Belonging, Community, Economics, Equity, Gender, Place

Comments

6 comments have been posted.

Josey, You may remember me from our Oceanside days where I liked to spend my time off away from Portland. The poetry readings at the coffee shop? I came across your wonderfully written and enlightening story "Sunday, Laundry Day" via Oregon Humanities. I now live in...of all places...Salt Lake City since retiring in August, 2018. Your observations of life and willingness to improve it are still quite apparent in this story. Thank you for your work!

John Schneider | April 2021 | Salt Lake City

Thanks Josey, for inspiring me to add my voice to your prescient words. I'm a degreed, 73 yr old woman who survives through HUD subsidized housing (after an 8 year wait) and thankfully, a number of other assistance programs. In 1983, divorcing after 10 yrs, a best friend and I were joking about or status (she a single mother) and we envisioned ourselves cruising the streets, side by side, grocery carts holding our worldly goods.

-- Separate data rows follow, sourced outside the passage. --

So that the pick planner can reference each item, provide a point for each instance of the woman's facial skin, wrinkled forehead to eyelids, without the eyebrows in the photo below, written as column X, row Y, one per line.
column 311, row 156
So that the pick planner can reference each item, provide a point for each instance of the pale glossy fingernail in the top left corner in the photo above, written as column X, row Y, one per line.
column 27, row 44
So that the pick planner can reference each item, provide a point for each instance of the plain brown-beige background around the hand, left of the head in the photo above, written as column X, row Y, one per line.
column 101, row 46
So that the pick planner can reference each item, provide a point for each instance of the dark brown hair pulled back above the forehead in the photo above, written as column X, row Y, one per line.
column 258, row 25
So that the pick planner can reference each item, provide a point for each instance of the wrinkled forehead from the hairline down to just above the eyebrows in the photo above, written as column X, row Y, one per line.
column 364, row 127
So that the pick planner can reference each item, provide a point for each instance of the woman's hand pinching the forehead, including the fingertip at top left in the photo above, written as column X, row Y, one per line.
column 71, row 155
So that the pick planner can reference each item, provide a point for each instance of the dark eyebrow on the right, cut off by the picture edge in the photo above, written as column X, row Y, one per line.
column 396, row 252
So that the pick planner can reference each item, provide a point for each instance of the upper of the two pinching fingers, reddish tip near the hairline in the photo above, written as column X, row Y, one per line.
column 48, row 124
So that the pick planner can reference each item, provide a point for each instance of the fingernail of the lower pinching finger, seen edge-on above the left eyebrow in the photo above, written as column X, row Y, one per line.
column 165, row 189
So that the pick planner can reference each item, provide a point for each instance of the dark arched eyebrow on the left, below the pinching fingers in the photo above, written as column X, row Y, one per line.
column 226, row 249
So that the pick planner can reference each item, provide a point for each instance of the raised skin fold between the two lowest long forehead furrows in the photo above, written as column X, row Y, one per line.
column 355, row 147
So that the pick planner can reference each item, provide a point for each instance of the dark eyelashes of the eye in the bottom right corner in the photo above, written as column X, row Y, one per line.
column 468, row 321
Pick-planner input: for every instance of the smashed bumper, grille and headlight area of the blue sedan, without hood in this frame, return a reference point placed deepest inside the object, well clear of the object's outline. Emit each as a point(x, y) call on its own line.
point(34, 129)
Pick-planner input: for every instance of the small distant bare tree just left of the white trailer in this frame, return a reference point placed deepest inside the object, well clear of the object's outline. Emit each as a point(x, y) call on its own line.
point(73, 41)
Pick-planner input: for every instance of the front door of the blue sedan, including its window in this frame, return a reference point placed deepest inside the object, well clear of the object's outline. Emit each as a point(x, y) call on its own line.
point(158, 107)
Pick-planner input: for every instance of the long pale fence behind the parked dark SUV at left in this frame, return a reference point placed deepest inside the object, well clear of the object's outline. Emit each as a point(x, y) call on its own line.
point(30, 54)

We realized we knew a number of friends who might be interested forming a support group for eventual community living option. After the initial networking, a hardy band of 13, deemed ourselves Bag Ladies of the World(the BLOWS). After 33 years we still meet for lunch on the first Sunday of the month and whereas we've not accomplish our original goal of a community house, we have managed to save a nest egg (through monthly optional dues) we have formed a bond of "sisters" who are there for support through good times and bad.... currently a spate of joint replacements. Be proactive, tolerant and loving .... form a support group for the future, eventual.

Martha Snyder | December 2016 | Eugene

This is a wonderful piece on the incredibly tough time so many older women are having. I am fortunate to be relatively ok financially but know many women who are in the same boat as this writer with little more than a small amount of Social Security dollars live on. We chose family and lower paid "helping" professions instead of opting to push for more money and we are losing again in our retirement years.

Donna Morris | August 2016 |

I have worked at nonprofit social service agency Northwest Pilot Project in downtown Portland since 1989 helping low income seniors to access subsidized apartment buildings. This story is a penetrating look inside such a building -- a look the public rarely gets to see. Thanks to the author for the meticulously-researched, compassionate, and insightful description of life inside her low income senior apartment building. I look forward to the sequel on the beauty of the residents. However, the beautiful heart of the author is already apparent.

Bobby Weinstock | August 2016 | Portland

Judi said it well. Balanced between relevant personal history and observations of fellow occupants of the residence and its laundry room.

laurence tyler | August 2016 | Portland, OR

Wow! Josey is a friend of mine and I'm thrilled to see her article in print. It makes me sad, however, to learn more about the plight of older women in our society and the hardships they face daily, just to exist. Senior citizens as a whole have become more and more invisible in our culture. Thank you, Josey, for putting into words the situations that people among us face every day.